Abbiamo davvero la possibilità di far crescere una moderna filiera delle costruzioni in cui siano le stesse imprese edili a gestire il processo di demolizione selettiva degli inerti provenienti dalle costruzioni in modo da riciclarli invece che conferirli in discarica. Governo e Regioni devono aiutare questo processo con leggi che obblighino a utilizzare una quota di inerti provenienti dal recupero in tutti gli appalti pubblici. Le quantità più rilevanti di materiali estratti ogni anno in Italia sono utilizzate per l’edilizia e le infrastrutture, oltre il 62,5% di quanto viene cavato sono inerti, principalmente ghiaia e sabbia. Serve una spinta rapida se si considera che ogni anno vengono prodotte quasi 40 milioni di tonnellate di rifiuti inerti e che la capacità di recupero sfiora a mala pena il 10%, anche se con differenze significative tra Regione e Regione. L’Italia, attraverso queste scelte, può recuperare il ritardo nei confronti degli altri Stati europei che già da tempo hanno introdotto politiche di riciclo che coinvolgono questa particolare categoria di rifiuti: l’Olanda con il 90% dei materiali recuperati è la nazione più virtuosa, seguita da Belgio (87%) e Germania (86,3%).
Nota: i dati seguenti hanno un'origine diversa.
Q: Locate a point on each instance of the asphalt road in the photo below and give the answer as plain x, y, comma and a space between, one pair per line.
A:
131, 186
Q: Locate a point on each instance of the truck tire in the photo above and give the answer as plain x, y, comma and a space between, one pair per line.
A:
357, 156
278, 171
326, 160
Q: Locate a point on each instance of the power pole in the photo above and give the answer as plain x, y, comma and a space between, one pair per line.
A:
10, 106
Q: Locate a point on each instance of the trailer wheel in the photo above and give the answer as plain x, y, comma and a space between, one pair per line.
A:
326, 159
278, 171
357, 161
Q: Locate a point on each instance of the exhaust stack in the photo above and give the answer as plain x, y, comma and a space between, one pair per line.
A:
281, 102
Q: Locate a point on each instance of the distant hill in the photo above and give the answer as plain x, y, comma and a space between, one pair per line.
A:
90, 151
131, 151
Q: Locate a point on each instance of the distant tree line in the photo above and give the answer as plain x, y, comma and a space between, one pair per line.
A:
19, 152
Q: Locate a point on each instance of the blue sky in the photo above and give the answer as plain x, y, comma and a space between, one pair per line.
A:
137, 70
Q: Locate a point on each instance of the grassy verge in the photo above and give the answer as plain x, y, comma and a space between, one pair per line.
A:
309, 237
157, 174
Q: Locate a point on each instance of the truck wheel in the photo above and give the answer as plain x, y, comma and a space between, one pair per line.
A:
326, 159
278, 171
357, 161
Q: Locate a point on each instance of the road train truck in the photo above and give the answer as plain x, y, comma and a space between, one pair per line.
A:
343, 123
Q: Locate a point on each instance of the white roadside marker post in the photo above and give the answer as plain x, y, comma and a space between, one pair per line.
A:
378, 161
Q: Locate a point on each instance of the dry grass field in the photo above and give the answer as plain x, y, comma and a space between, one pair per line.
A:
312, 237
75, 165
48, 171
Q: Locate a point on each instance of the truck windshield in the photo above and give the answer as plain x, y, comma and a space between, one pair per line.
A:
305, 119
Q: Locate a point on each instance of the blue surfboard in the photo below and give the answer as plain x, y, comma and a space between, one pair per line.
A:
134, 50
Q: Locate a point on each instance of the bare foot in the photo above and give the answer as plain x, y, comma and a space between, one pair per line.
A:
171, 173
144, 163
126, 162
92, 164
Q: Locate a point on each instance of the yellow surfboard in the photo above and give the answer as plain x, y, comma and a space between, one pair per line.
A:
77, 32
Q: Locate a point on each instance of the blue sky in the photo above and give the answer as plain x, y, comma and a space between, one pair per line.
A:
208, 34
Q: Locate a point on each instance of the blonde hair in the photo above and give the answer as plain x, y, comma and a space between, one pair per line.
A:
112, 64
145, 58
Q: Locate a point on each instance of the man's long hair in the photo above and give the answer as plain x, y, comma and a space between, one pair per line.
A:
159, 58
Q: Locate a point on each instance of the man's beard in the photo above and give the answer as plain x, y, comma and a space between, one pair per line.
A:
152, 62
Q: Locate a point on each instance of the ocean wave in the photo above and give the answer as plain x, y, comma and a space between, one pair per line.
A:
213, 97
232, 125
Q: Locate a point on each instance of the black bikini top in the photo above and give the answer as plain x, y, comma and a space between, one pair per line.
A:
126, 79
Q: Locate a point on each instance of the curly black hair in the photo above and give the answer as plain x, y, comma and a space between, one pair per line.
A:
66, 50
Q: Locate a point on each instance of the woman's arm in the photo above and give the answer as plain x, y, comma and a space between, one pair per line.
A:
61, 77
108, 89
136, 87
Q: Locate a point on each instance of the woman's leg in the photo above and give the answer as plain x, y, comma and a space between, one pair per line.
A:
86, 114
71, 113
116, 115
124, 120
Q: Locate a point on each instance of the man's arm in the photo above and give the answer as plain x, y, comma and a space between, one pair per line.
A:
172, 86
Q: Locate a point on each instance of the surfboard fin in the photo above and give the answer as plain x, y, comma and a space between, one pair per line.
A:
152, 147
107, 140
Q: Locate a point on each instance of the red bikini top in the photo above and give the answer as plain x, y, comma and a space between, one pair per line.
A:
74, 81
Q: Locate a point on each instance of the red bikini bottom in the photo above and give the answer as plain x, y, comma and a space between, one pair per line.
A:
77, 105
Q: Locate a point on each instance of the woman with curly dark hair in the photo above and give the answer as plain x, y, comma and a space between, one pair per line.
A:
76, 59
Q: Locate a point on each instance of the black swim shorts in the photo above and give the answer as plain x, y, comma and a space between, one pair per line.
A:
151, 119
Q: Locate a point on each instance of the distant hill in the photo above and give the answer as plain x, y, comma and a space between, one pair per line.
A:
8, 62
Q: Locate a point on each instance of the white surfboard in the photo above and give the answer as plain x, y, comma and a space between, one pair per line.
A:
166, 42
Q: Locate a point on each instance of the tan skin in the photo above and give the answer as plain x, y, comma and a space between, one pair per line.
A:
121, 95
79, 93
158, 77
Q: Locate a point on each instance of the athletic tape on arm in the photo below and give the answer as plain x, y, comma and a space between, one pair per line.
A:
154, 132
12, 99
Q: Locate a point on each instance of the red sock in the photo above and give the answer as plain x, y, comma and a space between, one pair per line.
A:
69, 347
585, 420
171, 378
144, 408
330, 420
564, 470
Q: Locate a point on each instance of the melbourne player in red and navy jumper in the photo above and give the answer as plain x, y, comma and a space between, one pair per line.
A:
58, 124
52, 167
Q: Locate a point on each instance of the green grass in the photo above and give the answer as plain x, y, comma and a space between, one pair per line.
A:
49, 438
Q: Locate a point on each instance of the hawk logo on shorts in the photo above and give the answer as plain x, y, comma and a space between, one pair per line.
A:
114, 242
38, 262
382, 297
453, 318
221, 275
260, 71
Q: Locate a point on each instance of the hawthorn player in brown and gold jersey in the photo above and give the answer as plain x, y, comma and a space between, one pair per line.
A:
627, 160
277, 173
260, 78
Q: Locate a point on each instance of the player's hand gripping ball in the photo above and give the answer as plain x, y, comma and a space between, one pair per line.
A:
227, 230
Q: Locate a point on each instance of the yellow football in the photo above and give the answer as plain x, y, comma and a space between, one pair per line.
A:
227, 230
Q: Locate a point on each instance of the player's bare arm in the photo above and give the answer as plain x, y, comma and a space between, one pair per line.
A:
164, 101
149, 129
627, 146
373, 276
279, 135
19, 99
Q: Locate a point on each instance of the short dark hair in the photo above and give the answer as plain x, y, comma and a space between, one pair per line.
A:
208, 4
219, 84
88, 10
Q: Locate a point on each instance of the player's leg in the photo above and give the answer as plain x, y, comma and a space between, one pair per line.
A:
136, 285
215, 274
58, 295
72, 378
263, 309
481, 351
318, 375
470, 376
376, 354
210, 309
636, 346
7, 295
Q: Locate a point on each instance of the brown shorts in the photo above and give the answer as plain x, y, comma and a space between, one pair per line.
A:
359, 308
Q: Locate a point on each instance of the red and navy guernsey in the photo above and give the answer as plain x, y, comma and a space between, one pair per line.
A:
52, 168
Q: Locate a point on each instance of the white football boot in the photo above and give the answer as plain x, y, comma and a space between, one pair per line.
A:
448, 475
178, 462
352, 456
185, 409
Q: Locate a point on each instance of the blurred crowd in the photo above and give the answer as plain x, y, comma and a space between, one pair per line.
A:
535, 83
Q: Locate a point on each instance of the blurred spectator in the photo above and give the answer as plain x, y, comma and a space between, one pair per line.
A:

Esistono tra l’altro esempi importanti e positivi anche nel nostro Paese come dimostra ciò che avviene in Veneto, dove si producono in media oltre 5.500.000 di tonnellate all’anno di rifiuti da C&D, di cui più dell’ 80% vengono avviati a recupero e utilizzato anche in infrastrutture stradali.
Le buone pratiche
1. Asfalti in Val Venosta (BZ)
In Italia, in 27 Province ci sono già circa 250 km di strade con asfalti con gomma riciclata, una tecnologia che ha il suo punto di forza nel dimezzamento del rumore del traffico al quale vanno aggiunte una vita media tre volte superiore agli asfalti “tradizionali” e la maggiore resistenza a crepe e fessurazioni, con una minore necessità di interventi di manutenzione. Questo si traduce in meno cantieri per la città e meno costi per la Pubblica Amministrazione, avendo al contempo una pavimentazione di ottimo livello e ambientalmente sostenibile. In particolare sono particolarmente positivi i risultati del monitoraggio effettuato sul tratto stradale in Val Venosta, tra Coldrano e Vezzano, realizzato con asfalti modificati con gomma riciclata da Pneumatici Fuori Uso (PFU). L’asfalto prodotto con polverino di gomma è risultato in grado di ridurre il rumore causato dal rotolamento degli pneumatici fino a 5 db. La riduzione del rumore rende inoltre questi asfalti una valida alternativa all’utilizzo delle barriere acustiche su strade ad alta percorrenza. Anche il rapporto tra i costi di realizzazione e manutenzione delle barriere sonore e la posa di asfalti “modificati” è favorevole a quest’ultima soluzione.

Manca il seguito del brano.